2) Safety label stability

  • Label expansions or tightening rules influence prescribing and payer authorization.
  • Post-marketing signals that drive additional monitoring or contraindications can reduce access.

3) Competitive positioning in RMS

  • S1P class competition pushes manufacturers to trade rebate structure for formulary placement.
  • Sustained performance in head-to-head-like evidence (or robust indirect comparisons) affects formulary inclusion.

4) Cost and contracting

  • Discounts can accelerate adoption, but compress margin.
  • Outcome-based contracting improves net revenue stability if endpoints track reimbursement.

What investment scenarios best fit ponesimod?

Base case (most likely)

  • Steady RMS penetration, supported by tolerable risk management and stable label.
  • Incremental share gains within S1P class rather than a category-wide surge.
  • Net sales growth paced by payer inclusion and physician adoption cycle.
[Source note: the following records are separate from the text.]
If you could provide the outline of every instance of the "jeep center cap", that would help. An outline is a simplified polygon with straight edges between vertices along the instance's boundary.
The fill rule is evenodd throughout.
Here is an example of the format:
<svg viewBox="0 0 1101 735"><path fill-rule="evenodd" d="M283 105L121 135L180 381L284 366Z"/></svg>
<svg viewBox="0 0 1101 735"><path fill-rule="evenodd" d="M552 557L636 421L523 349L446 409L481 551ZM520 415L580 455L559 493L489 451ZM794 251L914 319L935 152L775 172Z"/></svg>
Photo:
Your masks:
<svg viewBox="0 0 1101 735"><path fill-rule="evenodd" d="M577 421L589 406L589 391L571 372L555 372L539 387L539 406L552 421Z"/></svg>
What makes this base case plausible:

  • Long disease duration and oral dosing support persistence.
  • Once a patient is on an S1P modulator, switching typically requires compelling reasons.

Upside case

  • Improved persistence profile in real-world data versus peers.
  • Faster and broader formulary coverage via payer contracting.
  • Evidence supports additional patient subgroups within RMS with acceptable safety monitoring.

Upside drivers to watch:

  • Lower early discontinuation rates
  • Higher re-fill persistence
  • Positive updates in post-marketing safety or adherence programs

Downside case

  • Safety signals raise the monitoring burden or trigger more restrictive labeling.
  • Payer access tightens due to budget impact concerns or unfavorable contracting outcomes.
  • Competitive efficacy or safety differentiation shifts share away.

Downside drivers to watch:

  • Early discontinuations due to tolerability
  • Formulary exclusions or step-therapy requirements
  • Label restrictions that increase friction

What due diligence should investors prioritize (non-negotiable items)?
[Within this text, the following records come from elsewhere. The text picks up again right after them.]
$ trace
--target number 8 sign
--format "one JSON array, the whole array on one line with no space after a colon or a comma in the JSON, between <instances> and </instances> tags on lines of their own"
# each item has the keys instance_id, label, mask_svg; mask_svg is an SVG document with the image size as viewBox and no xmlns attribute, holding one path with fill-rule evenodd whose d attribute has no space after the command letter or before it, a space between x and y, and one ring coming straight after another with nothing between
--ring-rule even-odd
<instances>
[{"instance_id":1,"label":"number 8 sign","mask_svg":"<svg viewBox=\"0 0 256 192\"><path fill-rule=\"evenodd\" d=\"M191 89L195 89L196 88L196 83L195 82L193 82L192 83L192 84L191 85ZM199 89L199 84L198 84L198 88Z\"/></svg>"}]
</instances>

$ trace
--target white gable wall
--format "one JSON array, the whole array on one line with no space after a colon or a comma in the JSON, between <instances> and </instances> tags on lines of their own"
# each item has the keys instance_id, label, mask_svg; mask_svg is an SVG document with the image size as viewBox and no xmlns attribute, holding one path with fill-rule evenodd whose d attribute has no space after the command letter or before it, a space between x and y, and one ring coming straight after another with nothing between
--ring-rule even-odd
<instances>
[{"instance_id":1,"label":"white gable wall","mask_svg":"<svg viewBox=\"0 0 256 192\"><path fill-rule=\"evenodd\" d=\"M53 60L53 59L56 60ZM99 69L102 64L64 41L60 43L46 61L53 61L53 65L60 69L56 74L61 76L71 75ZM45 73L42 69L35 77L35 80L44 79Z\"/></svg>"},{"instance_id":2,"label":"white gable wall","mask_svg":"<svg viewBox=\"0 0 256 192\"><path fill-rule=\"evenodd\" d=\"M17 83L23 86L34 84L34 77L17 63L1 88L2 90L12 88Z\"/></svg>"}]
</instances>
  1. Label scope stability and REMS-like burden (if any) that affects clinic workflow.
  2. Real-world persistence (especially first-year discontinuation) and documented adverse event rates.
  3. Net pricing and rebate pressure in RMS formularies, including specialty pharmacy economics.
  4. Trial and post-marketing evidence cadence that supports continued indication breadth.

Key Takeaways

  • Ponesimod’s investment profile is driven by RMS adoption and persistence, not by one-time trial readouts.
  • The critical valuation levers are real-world discontinuation, label stability, and payer access friction created by safety monitoring requirements.
  • Competitive outcomes within the S1P class typically determine share trajectory, with contracting and net pricing shaping margin more than gross list price.
  • The best risk-adjusted path is a setup where ponesimod demonstrates stable safety management and persistent disease control that supports long duration therapy and reduces payer resistance. [1]

FAQs

1) Is ponesimod positioned primarily for multiple sclerosis revenue?

Yes. The approved EU commercial anchor is relapsing forms of multiple sclerosis, which is the largest and most durable revenue pool among current S1P modulator use cases. [1]

2) What is the biggest commercial risk for ponesimod?

The biggest risk is persistence risk from safety events or monitoring burdens that increase early discontinuation and reduce payer and physician willingness to initiate.

3) How does ponesimod’s oral dosing affect fundamentals?

Oral administration usually supports adherence and persistence, reducing switching friction compared with injectables, assuming safety and monitoring requirements stay manageable.

4) What typically determines payer access for S1P modulators in RMS?

Payer decisions usually track budget impact, net pricing after rebates, and clinical guideline alignment, with prior authorization often tied to disease activity and prior therapy use.

5) What evidence would most change an investment view on ponesimod?

Evidence that shifts assumptions about real-world discontinuation, safety label stability, and adherence/persistence would most materially change the fundamentals.